Now for the problem, my neighbor has soybeans within 100 yards of the OG so I don't wanna spray any 24d or dicambia. I also would like to spray something that won't stunt the grass too badly in hot and possibly dry conditions.

What do you guys suggest?


----------



## rjmoses (Apr 4, 2010)

You might consider spraying with Lo-vol (low volatility) 2,4D.

As always, watch for favorable wind direction and speed. Often around here, the evenings and early mornings are good times to spray because the winds die down.

Ralph


----------



## 8350HiTech (Jul 26, 2013)

Wait for fall. You'll have better weed kill opportunities and lesser soybean worries.


----------



## rjmoses (Apr 4, 2010)

What weeds?

I was just thinking most broadleafs have already seeded out.

Ralph


----------



## FarmerCline (Oct 12, 2011)

It would be helpful to know what kind of broadleaf weeds you are trying to kill. I have never used it but Cimarron might be an option. I'm not aware that it is as bad to drift as 2/4d and dicamba. It is said to be hard on Timothy and fescue but is supposed to be safe on orchard.

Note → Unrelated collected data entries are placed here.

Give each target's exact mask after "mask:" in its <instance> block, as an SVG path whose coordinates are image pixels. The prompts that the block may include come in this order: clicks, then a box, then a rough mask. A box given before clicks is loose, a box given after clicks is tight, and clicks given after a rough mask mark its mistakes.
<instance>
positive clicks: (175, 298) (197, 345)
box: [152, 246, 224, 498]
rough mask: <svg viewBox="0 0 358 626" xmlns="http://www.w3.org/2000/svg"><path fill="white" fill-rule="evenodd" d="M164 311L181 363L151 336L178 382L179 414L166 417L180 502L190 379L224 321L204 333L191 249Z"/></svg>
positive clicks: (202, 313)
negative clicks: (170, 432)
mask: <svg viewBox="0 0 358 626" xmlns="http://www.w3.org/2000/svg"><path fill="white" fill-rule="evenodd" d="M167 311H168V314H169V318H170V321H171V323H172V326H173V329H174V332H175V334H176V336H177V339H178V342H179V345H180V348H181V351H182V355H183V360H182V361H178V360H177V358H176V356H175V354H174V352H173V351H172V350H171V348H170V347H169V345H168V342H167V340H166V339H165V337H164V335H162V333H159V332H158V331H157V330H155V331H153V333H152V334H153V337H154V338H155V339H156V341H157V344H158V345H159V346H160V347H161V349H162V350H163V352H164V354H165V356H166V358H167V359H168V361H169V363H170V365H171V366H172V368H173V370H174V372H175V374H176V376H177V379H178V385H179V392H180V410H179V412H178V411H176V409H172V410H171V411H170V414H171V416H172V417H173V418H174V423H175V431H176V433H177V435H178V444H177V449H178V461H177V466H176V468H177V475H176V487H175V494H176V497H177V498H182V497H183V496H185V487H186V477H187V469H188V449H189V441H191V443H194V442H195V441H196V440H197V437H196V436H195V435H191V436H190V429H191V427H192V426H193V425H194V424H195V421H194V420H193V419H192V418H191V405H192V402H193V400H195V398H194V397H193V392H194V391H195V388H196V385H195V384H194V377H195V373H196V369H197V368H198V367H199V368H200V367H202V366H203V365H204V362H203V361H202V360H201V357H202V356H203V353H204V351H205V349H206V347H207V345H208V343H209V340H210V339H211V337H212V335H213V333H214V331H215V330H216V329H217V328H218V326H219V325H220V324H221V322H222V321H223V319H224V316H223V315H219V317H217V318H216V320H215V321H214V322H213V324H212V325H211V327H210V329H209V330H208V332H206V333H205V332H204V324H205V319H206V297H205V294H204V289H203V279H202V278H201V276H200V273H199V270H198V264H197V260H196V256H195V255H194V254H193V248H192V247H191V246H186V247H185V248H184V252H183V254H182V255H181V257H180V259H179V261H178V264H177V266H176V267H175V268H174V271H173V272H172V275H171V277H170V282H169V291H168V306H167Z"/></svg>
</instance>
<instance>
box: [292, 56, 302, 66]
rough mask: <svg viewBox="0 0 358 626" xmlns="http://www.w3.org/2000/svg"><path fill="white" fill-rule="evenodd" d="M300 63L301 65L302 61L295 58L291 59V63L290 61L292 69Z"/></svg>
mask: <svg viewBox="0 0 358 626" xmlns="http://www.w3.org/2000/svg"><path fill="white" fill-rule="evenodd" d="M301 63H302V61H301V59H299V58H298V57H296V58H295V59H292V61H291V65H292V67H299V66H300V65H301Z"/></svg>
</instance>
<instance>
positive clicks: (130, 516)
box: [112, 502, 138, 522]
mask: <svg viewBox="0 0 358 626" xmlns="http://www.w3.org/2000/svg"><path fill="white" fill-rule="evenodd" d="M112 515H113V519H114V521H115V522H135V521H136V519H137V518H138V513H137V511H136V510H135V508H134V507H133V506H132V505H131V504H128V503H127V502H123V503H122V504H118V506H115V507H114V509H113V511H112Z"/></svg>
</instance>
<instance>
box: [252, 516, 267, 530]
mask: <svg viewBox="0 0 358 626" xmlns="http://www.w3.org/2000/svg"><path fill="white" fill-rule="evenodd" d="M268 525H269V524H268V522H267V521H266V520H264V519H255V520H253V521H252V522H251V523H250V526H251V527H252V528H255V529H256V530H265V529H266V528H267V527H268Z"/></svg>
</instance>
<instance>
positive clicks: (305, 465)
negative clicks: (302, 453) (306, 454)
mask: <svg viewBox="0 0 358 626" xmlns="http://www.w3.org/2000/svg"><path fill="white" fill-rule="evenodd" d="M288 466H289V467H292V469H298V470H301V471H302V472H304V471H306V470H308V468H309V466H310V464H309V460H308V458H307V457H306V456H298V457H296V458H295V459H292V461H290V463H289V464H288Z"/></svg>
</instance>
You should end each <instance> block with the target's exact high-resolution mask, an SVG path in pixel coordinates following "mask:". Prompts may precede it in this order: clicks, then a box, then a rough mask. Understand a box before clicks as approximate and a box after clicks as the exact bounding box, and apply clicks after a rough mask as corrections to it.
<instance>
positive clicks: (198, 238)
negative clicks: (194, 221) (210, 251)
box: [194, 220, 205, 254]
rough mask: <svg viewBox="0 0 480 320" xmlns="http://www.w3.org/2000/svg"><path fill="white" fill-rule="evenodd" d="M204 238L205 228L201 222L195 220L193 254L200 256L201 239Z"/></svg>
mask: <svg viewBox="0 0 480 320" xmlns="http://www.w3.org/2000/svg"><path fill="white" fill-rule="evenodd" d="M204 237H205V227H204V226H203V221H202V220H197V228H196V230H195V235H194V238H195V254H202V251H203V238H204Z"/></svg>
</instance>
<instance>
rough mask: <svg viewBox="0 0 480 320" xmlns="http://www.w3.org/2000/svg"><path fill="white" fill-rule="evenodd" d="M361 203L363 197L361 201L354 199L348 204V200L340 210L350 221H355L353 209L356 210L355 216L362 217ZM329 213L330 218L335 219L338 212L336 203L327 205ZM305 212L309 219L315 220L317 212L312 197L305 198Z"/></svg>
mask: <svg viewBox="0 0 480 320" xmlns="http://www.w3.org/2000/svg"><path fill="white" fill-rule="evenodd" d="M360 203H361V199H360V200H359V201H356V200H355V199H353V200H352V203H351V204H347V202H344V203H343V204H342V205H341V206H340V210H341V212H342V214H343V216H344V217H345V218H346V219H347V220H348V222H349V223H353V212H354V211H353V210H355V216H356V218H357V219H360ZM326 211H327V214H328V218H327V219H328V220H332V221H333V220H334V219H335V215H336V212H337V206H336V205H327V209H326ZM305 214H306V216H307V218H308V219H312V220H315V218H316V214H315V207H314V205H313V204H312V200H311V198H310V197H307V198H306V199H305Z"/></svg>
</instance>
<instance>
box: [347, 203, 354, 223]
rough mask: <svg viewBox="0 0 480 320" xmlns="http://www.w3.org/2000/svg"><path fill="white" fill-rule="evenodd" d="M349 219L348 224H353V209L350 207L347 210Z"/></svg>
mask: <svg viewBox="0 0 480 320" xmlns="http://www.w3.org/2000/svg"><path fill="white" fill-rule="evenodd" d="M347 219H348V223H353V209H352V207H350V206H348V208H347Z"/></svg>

http://www.cdms.net/ldat/ld7gt000.pdf


----------



## Wcbr1025 (May 1, 2015)

rjmoses said:


> What weeds?
> 
> I was just thinking most broadleafs have already seeded out.
> 
> Ralph


Nothing seeded out yet, it was sprayed with 24d in March. The first cut was clean and due to favorable conditions the 2nd cut grew so fast that most weeds were suppressed. Now I have some small morningglory plants coming.


----------



## Vol (Jul 5, 2009)

MG's are easy to kill. I would use 2-4d Amine....wait until you had a 100% favorable light breeze(around 5mph) and spray 2 pints per acre. The other hardier broadleaf's will be suppressed enough off the 2 pints of 2-4dA that they will stop growing. Probably your least expensive option that will work.

Regards, Mike


----------



## endrow (Dec 15, 2011)

You could spray the new Dicamba product xtendimax or there's a version of it by BASF or Dow and I'm not recommending that but I'm just saying you could there's a label for it on xtendimax I know I've read it but I have not purchased either of the other two


----------



## beermutz (Jun 25, 2017)

how about curtail its a grass herbicide it kills all broad leaves it doesn't work well on dandelions but that's where 24d comes in I use curtail on my lawn all the time and I would spary know and once in the spring when you have new grow


----------